For democratic reforms and end to budget cuts
Recent weeks have seen student protests in Amsterdam, followed, on Wednesday 4 March, by protests in several other cities. These protests were the result of a call for solidarity by students in Amsterdam in their struggle for democratic reforms in the administration of universities and a moratorium on further budget cuts in education. It is a struggle against the consequences of anti-democratic ‘reforms’ in the past decades and budget cuts that are hitting universities (and other institutions for higher learning) throughout the country.
Last week, students in Amsterdam occupied ‘Het Maagdenhuis’, which is a symbolic part of the campus of the University of Amsterdam (UvA). It was also occupied during the student protest movement at the end of the 1960s and the early 1970s. This movement was inspired by the protests in May 68 that originated in France and swept like a haunting spectre across Europe (and also other parts of the world).
Recently students in several other Dutch cities, such as Groningen, Nijmegen and Utrecht, also organised small protests and/or meetings, mostly in the form of discussion sessions in order to inform other students and members of the university staff and discuss with them about the future of the system for higher education in the Netherlands. At the institute for higher learning in Tilburg, the College for Economics – which was renamed ‘Karl Marx University’ by protesting students in 1969 – leaflets written by Jan Blommaert, Professor of Language and Culture Studies, were handed out prior to a meeting of students and staff.

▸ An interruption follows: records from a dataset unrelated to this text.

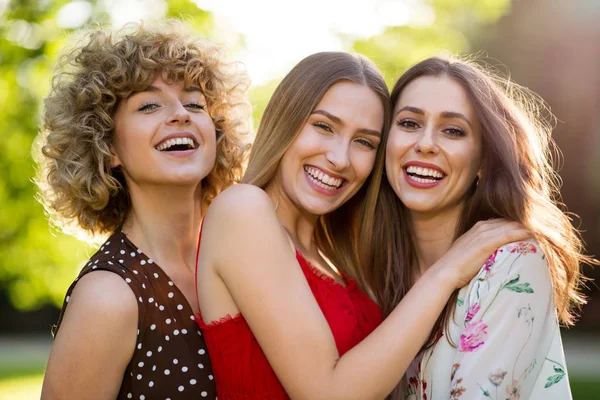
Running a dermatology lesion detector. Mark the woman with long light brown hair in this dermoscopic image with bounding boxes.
[365,58,594,400]
[38,21,250,400]
[197,53,528,400]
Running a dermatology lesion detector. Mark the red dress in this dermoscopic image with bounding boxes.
[196,251,381,400]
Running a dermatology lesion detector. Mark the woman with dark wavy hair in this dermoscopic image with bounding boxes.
[38,21,250,400]
[197,52,528,400]
[365,58,594,400]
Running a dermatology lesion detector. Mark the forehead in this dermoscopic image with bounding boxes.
[315,81,383,123]
[395,76,475,119]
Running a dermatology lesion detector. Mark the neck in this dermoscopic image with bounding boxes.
[411,207,461,274]
[123,182,202,274]
[265,185,319,254]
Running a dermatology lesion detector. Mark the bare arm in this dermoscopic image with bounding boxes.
[199,185,523,400]
[42,271,138,400]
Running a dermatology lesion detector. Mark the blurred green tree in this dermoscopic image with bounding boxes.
[0,0,214,310]
[0,0,510,310]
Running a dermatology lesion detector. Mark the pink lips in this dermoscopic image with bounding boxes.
[402,161,446,189]
[304,165,344,196]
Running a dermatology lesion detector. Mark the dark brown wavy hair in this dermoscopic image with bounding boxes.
[362,57,597,354]
[36,20,251,239]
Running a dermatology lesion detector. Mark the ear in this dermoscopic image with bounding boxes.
[110,145,123,168]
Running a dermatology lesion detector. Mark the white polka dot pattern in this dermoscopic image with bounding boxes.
[56,231,216,400]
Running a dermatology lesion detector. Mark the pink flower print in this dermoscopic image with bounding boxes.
[506,379,521,400]
[488,368,506,387]
[508,242,537,256]
[458,320,487,353]
[465,303,481,322]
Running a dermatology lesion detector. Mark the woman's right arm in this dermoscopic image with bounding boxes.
[42,271,138,400]
[199,185,526,400]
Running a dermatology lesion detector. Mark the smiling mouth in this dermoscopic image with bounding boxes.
[404,165,446,183]
[155,137,198,151]
[304,165,345,190]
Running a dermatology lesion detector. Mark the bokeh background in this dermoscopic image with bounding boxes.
[0,0,600,400]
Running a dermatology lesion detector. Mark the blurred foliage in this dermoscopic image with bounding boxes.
[0,0,214,310]
[0,0,510,310]
[353,0,511,86]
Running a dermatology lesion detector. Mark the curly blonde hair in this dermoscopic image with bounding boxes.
[36,20,251,236]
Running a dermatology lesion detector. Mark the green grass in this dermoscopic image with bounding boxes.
[0,371,44,400]
[571,377,600,400]
[0,366,600,400]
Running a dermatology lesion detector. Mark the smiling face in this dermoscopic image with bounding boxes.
[277,81,384,215]
[112,78,216,186]
[386,76,482,219]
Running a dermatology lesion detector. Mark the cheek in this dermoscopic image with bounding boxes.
[385,132,408,170]
[351,150,377,181]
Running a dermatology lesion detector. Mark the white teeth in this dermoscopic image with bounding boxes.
[410,176,437,183]
[156,137,196,151]
[406,165,444,178]
[304,167,344,190]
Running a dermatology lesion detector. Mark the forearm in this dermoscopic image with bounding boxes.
[327,270,454,400]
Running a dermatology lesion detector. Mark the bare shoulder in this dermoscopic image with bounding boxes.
[202,184,277,242]
[42,270,138,399]
[58,271,138,334]
[206,183,273,219]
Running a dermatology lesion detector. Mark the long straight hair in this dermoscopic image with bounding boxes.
[364,57,597,354]
[242,52,391,284]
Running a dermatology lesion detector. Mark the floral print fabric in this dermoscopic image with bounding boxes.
[405,241,572,400]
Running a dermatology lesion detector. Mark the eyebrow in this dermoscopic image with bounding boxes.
[311,110,381,137]
[127,85,204,98]
[394,106,473,128]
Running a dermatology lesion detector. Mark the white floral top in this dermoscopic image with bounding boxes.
[405,241,572,400]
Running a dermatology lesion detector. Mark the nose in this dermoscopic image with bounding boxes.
[325,139,350,171]
[414,127,439,154]
[167,101,190,125]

The new wave of student protests is a very welcome step forward that needs solidarity from working people. But the fact that every generation of students needs to wage the same struggle over and over again, albeit in a different situation and fashion, shows the weakness in political organisation and consciousness within the student movement. That is something that needs to change in order for the results of the current protests to be built on for the future. In order to make concrete gains the student protests need to link up students, lecturers and all university staff with workers in wider society.